The test specimen is a stack of layers with 2 roads wide and two times lx long.
Most appropriate (efficient) would be to model a representative volume element with periodic boundary conditions.
- Large displacements
- Plasticity
- The structure is parametrized using CGX valu due to it's simplicity
- Handover of load parameters to the CCX file
- Handover of parameters to the gnuplot file
File | Contents |
---|---|
RVE.fbd | Pre-processing script for CGX (parametrized with valu commands) |
post.fbd | Post-processing script for CGX (stress-strain curve and deformed plot) |
pe.gnu | Gnuplot control script |
Zug.inp | CCX input |
test.py | Python script to run the full simulation |
> cgx -b RVE.fbd
The geometry consists of a simple brick with fillets, representing a single half road (quarter of a layer).
The mesh is controlled by a global node distance.

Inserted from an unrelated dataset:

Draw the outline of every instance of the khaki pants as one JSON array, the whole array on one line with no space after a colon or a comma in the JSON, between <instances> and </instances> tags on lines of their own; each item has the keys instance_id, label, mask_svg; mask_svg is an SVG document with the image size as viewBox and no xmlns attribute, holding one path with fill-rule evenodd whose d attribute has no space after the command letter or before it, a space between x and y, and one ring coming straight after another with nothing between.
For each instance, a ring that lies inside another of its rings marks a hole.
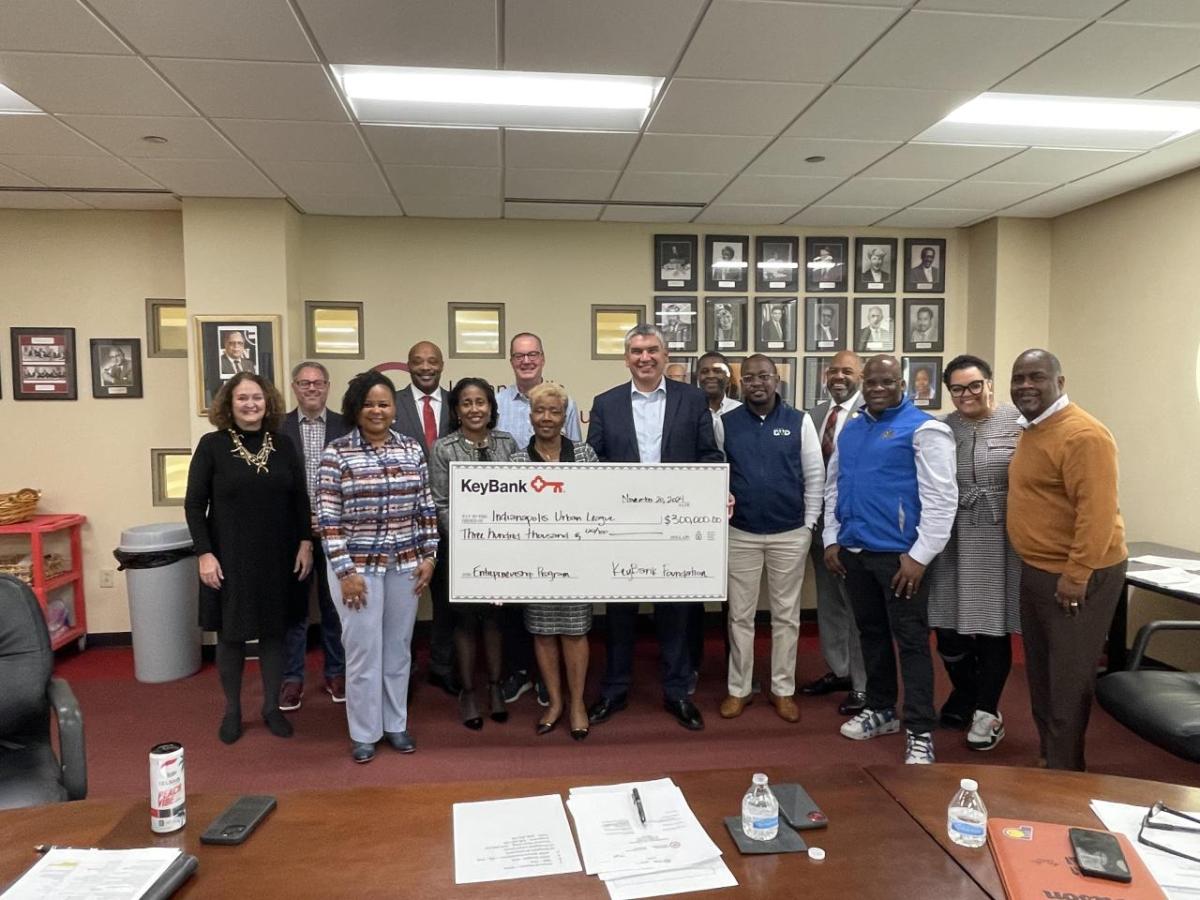
<instances>
[{"instance_id":1,"label":"khaki pants","mask_svg":"<svg viewBox=\"0 0 1200 900\"><path fill-rule=\"evenodd\" d=\"M730 696L750 694L754 676L754 618L758 584L767 568L770 599L770 692L796 694L796 643L800 635L800 587L812 532L750 534L730 528Z\"/></svg>"}]
</instances>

Parameter | Value | Meaning |
---|---|---|
lx |
0.5 | half road length in mm |
ly |
0.5 | road width in mm |
lz |
0.25 | layer thickness in mm |
rad |
0.1 | fillet radius |
le |
0.01 | node distance on edges |
ez |
0.1 | global engineering strain in z direction |
Boundary conditions:
- ux = 0 at x = 0 (symmetry boundary)
- uy = 0 at y = 0 (symmetry boundary)
- uz = 0 at z = 0 (symmetry boundary)
- uz = ez/100*lz at z = lz (prescribed displacement)
> ccx Zug
> monitor.py Zug
The second command generates a convergence history plot of the solution.
> cgx -b post.fbd
This creates a stress-strain curve and an expanded plot of the equivalent plastic strain.